All I can say is bad refereering  :Crying: 

I have read that Georgia are trying to join and make it a 7 nations championship. I know Romania have always had a fairly good team.
As a game it is overshadowed by the poison that is football  :Vomitting: , but I think it promotes better behaviour amoung its fans and players. The players are no overpaid prima donnas who cry if they twist their little finger and have to take four weeks off (poor things) and when was the last time you heard of rugby hooligans?

----------


## Starship

"Rugby is a good occasion for keeping thirty bullies far from the center of the city." - Oscar Wilde 

Soccer is a gentleman's game played by thugs, Rugby is a thugs game played by gentlemen.

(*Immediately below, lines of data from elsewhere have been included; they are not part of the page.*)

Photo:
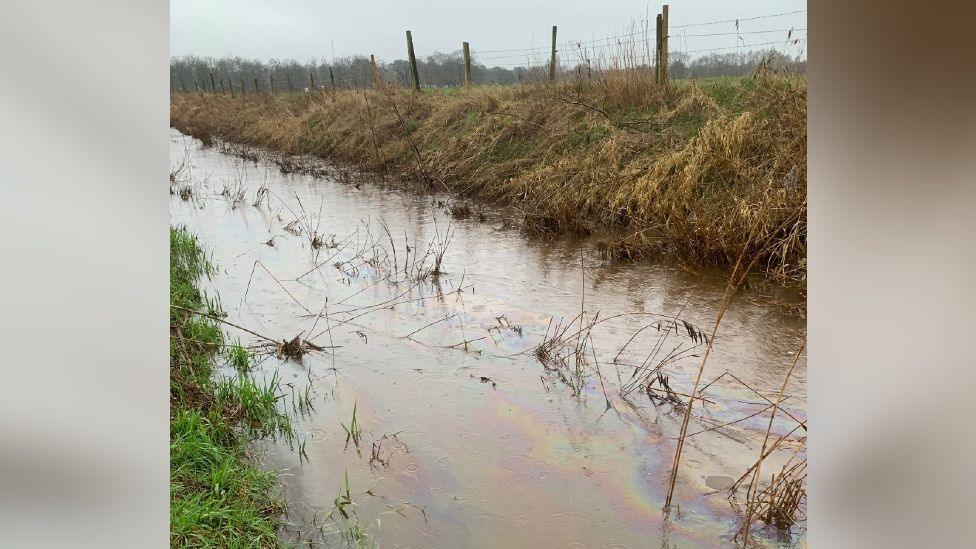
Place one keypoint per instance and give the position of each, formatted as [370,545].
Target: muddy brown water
[491,448]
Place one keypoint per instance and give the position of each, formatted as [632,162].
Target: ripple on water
[315,435]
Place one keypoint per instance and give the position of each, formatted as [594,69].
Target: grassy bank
[700,170]
[217,497]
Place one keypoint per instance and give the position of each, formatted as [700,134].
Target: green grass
[218,498]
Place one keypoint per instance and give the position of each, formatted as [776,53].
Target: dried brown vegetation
[692,169]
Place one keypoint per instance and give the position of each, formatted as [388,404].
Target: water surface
[491,449]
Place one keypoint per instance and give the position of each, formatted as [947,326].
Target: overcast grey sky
[306,29]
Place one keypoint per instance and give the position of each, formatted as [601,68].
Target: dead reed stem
[755,477]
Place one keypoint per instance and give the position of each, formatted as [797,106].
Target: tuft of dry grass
[695,164]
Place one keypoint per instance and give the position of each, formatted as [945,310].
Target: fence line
[531,58]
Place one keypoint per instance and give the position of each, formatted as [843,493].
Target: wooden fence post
[552,60]
[664,44]
[372,70]
[413,62]
[657,50]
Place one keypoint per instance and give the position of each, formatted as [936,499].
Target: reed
[684,170]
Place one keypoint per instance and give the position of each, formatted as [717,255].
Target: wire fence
[793,43]
[694,49]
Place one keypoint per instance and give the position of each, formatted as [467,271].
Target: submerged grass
[691,169]
[217,497]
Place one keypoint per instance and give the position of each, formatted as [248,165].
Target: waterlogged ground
[491,447]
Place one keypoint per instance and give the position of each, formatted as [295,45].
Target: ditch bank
[705,171]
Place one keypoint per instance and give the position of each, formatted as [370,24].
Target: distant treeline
[438,70]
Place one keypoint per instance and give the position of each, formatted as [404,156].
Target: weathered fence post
[467,63]
[372,70]
[664,44]
[413,62]
[657,50]
[552,60]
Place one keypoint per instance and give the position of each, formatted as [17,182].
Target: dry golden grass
[693,169]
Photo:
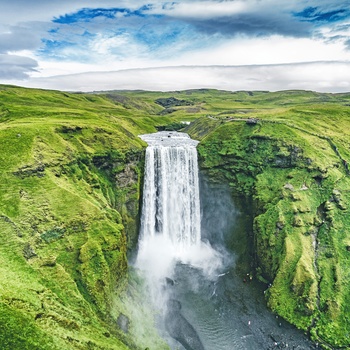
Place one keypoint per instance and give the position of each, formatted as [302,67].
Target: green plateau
[71,185]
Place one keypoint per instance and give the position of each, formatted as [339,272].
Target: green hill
[71,174]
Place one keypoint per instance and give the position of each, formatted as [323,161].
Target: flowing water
[197,262]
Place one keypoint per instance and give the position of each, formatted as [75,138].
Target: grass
[71,168]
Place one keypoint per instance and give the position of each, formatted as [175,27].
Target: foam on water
[170,220]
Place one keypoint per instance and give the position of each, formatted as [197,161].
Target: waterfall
[170,220]
[171,204]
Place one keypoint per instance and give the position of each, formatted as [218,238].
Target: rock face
[68,212]
[180,329]
[301,194]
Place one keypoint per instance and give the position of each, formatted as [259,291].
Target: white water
[170,220]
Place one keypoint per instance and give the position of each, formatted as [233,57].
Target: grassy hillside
[69,200]
[71,169]
[293,161]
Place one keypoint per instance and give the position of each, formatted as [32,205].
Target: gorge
[72,170]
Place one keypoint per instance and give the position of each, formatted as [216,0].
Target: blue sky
[232,44]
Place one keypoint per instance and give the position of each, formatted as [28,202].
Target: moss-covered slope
[69,202]
[71,168]
[294,164]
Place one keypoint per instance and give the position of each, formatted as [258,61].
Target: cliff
[71,173]
[71,169]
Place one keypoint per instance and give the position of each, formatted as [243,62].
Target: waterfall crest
[171,205]
[170,220]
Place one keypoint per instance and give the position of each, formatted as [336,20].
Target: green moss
[298,180]
[71,170]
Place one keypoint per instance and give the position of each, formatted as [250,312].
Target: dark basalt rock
[180,329]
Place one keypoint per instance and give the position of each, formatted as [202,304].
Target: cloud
[318,76]
[16,67]
[22,37]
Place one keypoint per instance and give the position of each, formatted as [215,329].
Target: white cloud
[318,76]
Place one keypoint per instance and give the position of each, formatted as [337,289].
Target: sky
[90,45]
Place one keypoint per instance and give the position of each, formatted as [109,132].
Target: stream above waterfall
[196,252]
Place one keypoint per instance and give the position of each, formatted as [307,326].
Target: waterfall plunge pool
[195,251]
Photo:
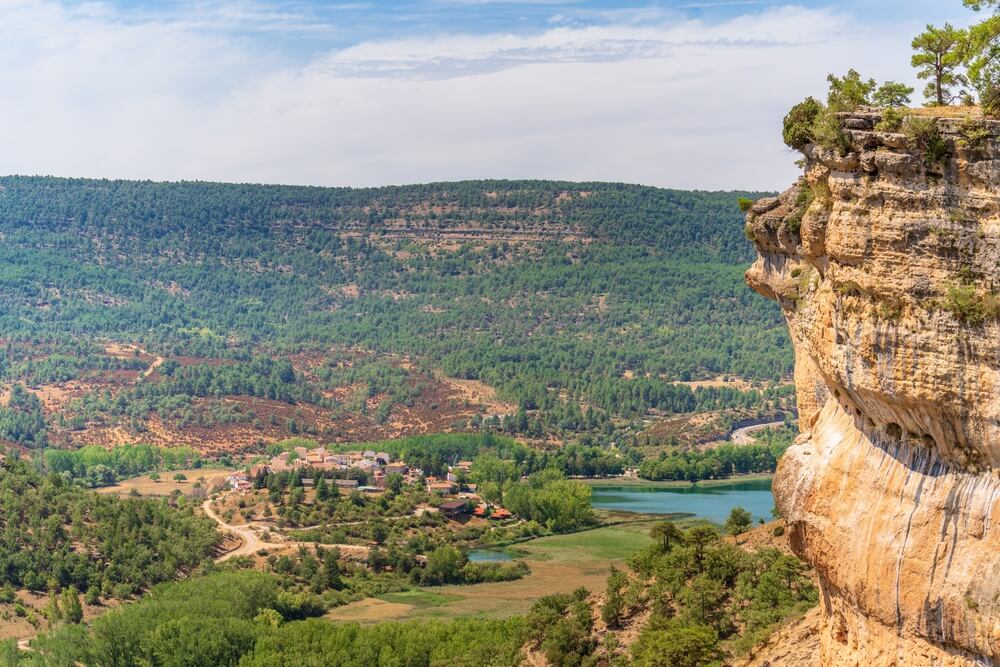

And In Ireland Gaelic football is a thugs game played by thugs! :Grin:

----------


## Cambrius (The Red)

Rugby is pretty cool. Easy to understand and fast paced.

----------


## Starship

Up against the Scots today, fingers crossed, triple crown here we go  :Smiling:

----------


## Mycernius

> Up against the Scots today, fingers crossed, triple crown here we go


You lost! Against Scotland! Sheesh.

----------


## edao

> Up against the Scots today, fingers crossed, triple crown here we go


Unlucky  :Grin: , well played France.

----------


## Starship

The words "Bugger that" spring to mind but Congrats Scotland, there's always next year :Good Job:

----------


## Smertrius

Yes, I like rugby! 
I like it as much as I don't care about football, but i'm not a huge fan either.

----------


## Shasta

My brother-in-law played rugby in college. I would attend games with my sister, and from that came to enjoy the sport. I don't follow Rugby today though.

----------


## Marianne

I'm always scared that the athletes will hurt themselves when I see them play rugby :P

I don't think it is terrible but I also don't go crazy about it. I do sports but less cruel  :Laughing:

----------


## Cambrius (The Red)

The Australian "combination form" of rugby (called Australian football), given what I have seen, produces the most rule breakage and fights.

----------


## Gwyllgi

I'm Welsh. Says it all.

----------


## ^ lynx ^

I find rugby extremely boring.

----------


## Nordsee

Absolutly not interested in. It's not a big thing in Germany and I don't even know if we have a national rugby team.

Football reigns the world, specially Europe.

----------


## joeyc

One of the best sports in Europe. Italy is part of the Six Nations.

----------


## hope

That`s an old picture at top joeyc.....O`Driscoll should be carrying the cup.... :Innocent:

----------